The future success of every Major League team lies largely in its Minor League pipeline. With that in mind, MLB.com is looking at each team's farm system, from the Top 20 Prospects to under-the-radar types.
The influx of spending by the Dodgers, both at the big league level and in the farm system, offers the club something every team wishes it had when it comes to developing young talent: time.
"It gives us an opportunity to continue to finish these players off and get them to be completed players, so that when they are ready to go to the big leagues, we're not in a hurry to rush them there," Dodgers farm director De Jon Watson said. "It buys us a little more time."
A little more time may be all the club needs, with a steadily improving farm system that projects a top five featuring a pair of arms that could make a significant impact down the road, and three bats filled with pop.
Offensively, it's Yasiel Puig atop our rankings. The Dodgers signed Puig out of Cuba for $42 million. Now, the 22-year-old outfielder is generating a ton of buzz for his power potential, though he struggled this winter in the Puerto Rican League. But Watson sees more than just home runs in Puig's future.
"You look at this guy's skill set, and his tools are pretty impressive," Watson said, noting Puig's speed as well. "It's going to be fun to watch him grow and develop this year. For him, it's about being selective and selective in the strike zone."
Joc Pederson and Corey Seager offer the Dodgers another pair of important young bats.
Seager will start the 2013 season at shortstop, though many have hinted third base will be the spot for him because of his size. That move most likely won't take place this season, but it may make more sense for the club down the road.
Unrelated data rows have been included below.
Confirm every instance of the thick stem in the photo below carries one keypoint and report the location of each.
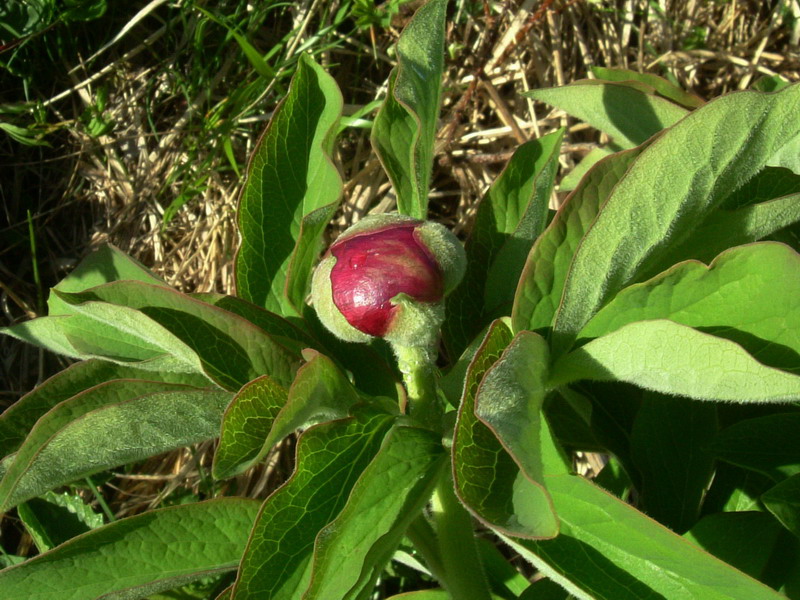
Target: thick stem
(464, 576)
(416, 363)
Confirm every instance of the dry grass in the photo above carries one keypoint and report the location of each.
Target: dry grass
(116, 187)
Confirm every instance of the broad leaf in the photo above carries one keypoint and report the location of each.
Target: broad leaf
(138, 556)
(666, 357)
(291, 192)
(768, 444)
(607, 550)
(390, 493)
(110, 425)
(628, 113)
(783, 501)
(669, 448)
(330, 459)
(512, 214)
(230, 349)
(405, 127)
(674, 184)
(18, 419)
(747, 295)
(542, 281)
(487, 480)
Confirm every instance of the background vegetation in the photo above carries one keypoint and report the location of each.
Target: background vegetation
(131, 123)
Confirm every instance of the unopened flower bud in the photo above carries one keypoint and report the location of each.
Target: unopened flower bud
(387, 276)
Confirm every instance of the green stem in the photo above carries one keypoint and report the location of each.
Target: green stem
(416, 363)
(464, 576)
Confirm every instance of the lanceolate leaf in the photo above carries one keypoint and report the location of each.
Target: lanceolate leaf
(487, 480)
(138, 556)
(230, 349)
(389, 494)
(106, 427)
(542, 281)
(290, 177)
(748, 295)
(512, 214)
(629, 115)
(674, 184)
(18, 419)
(245, 426)
(607, 550)
(404, 129)
(330, 459)
(666, 357)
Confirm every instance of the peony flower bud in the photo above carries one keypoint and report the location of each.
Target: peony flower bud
(386, 276)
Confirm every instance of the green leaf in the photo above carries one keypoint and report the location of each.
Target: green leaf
(291, 192)
(627, 113)
(390, 493)
(107, 426)
(512, 214)
(330, 459)
(18, 419)
(672, 186)
(609, 550)
(768, 444)
(405, 127)
(783, 501)
(138, 556)
(666, 357)
(660, 85)
(245, 426)
(487, 480)
(56, 518)
(669, 448)
(750, 541)
(230, 349)
(509, 401)
(542, 281)
(745, 295)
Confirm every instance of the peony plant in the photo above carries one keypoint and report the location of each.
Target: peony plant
(441, 393)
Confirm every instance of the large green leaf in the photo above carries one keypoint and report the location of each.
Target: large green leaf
(666, 357)
(487, 480)
(625, 111)
(110, 425)
(230, 349)
(330, 459)
(291, 192)
(511, 215)
(669, 448)
(671, 187)
(607, 550)
(767, 444)
(747, 295)
(138, 556)
(405, 127)
(542, 281)
(389, 494)
(18, 419)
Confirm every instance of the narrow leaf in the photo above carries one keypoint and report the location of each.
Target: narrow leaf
(487, 480)
(290, 176)
(138, 556)
(674, 184)
(627, 114)
(390, 493)
(405, 127)
(747, 295)
(607, 550)
(666, 357)
(330, 459)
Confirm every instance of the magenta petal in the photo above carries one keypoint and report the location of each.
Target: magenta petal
(372, 268)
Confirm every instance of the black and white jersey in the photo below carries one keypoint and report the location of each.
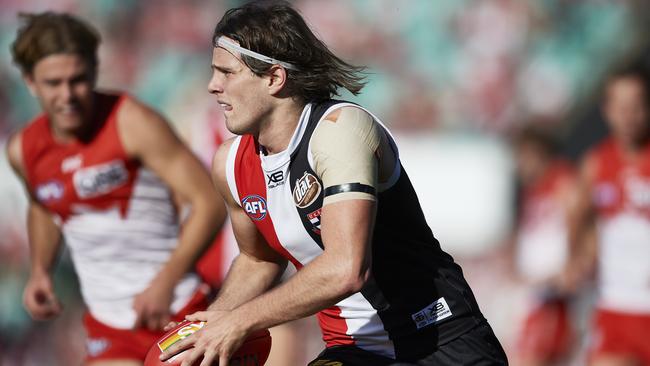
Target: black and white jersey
(416, 298)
The Dodgers feel Seager, 18, has the athleticism and the approach such that a position shift would not mess with his progress. Offensively, Watson said Seager had one of the most advanced plate approaches of anyone coming out of high school in last year's Draft.
Pederson has hit just about everywhere he's been since being drafted in the 11th round of the 2010 Draft. This season should offer him a tougher test, however, as he is likely to make the jump to Double-A. Expect Pederson to spend most of his time in center field.
As for the arms, there's right-hander Zach Lee, whom the Dodgers managed to sign away from playing quarterback at LSU. Lee has four pitches that he can command and throw for strikes, but he lacks a go-to out pitch that could make him a top-level arm.
Chris Reed also made a splash when the Dodgers took him in the 2011 first round out of Stanford as a closer. They hoped he would be able to progress into a starter, and he certainly has three pitches with which to do so.
But Reed barely logged 70 innings last season. He's on track to start the 2013 season at Double-A, and it could be a vital year in his progression. At worst though, he projects as an impact lefty out of the 'pen.
"We're taking the reins off, and we're going to let him go out and compete," Watson said of Reed in 2013. "We'll see his skill set and how he matches up with the league. I think he's going to be one of those kids that really steps up to the opportunity."
Top 20 prospects
Puig, Lee, Pederson, Seager and Reed -- in that order -- mark the top five in our club prospect rankings this spring. But there's plenty more talent. The system has grown in depth, specifically younger guys who could make an impact down the road.
Onelki Garcia, a powerful left-hander, sits at sixth on the list, and with good reason. His fastball can touch the upper 90s, and if he can polish off his changeup, it would be a perfect complement for the heater.
Right-hander Matt Magill sits in seventh after a season in which his fastball velocity jumped about 4 mph, into the 90-95 range. The Dodgers are high on Magill not just because of his velocity, but also because of his poise, his competitiveness and his deceptive changeup.
The club also has three players who made their big league debuts last season cracking this spring's top-20 list -- catcher Tim Federowicz, lefty Paco Rodriguez and outfielder Alex Castellanos.
And the list doesn't include international signee Hyun-Jin Ryu because players who are least 23 years of age and have played as a professional in a league recognized by the Commissioner's Office for a minimum of five seasons are not eligible for consideration. The Dodgers committed more than $62 million to sign the 25-year-old Korean, who will slide into the middle of their starting rotation.
Under the radar
Although Jose Dominguez will miss the first 25 games of the season for a violation of the Minor League drug prevention and treatment program, he still possesses one of the most live arms in the Dodgers organization.
With a fastball in the upper 90s and a slider that bites, he has two put-away pitches. He will most likely start the season where he finished last year -- at Double-A Chattanooga.
Also worth keeping an eye on is catcher Chris O'Brien, who the club believes handles a pitching staff very well and has gap power.
Hitter of the Year: Pederson
With Puig still shaking off some of the rust, we'll go with Pederson here. There's plenty to like about Pederson, who hit .313/.396/.516 with high Class A Rancho Cucamonga last season. And he is still developing in his selectivity at the plate. Expect him to hone that in this season and piece together a big year.
Pitcher of the Year: Garcia
In his first full professional season, Garcia, 23, could make heads turn right away. Despite his size, velocity and strikeout numbers, he is not solely a power pitcher. The Dodgers are very impressed with his pitching smarts as well. The club selected him in the third round in last June's Draft.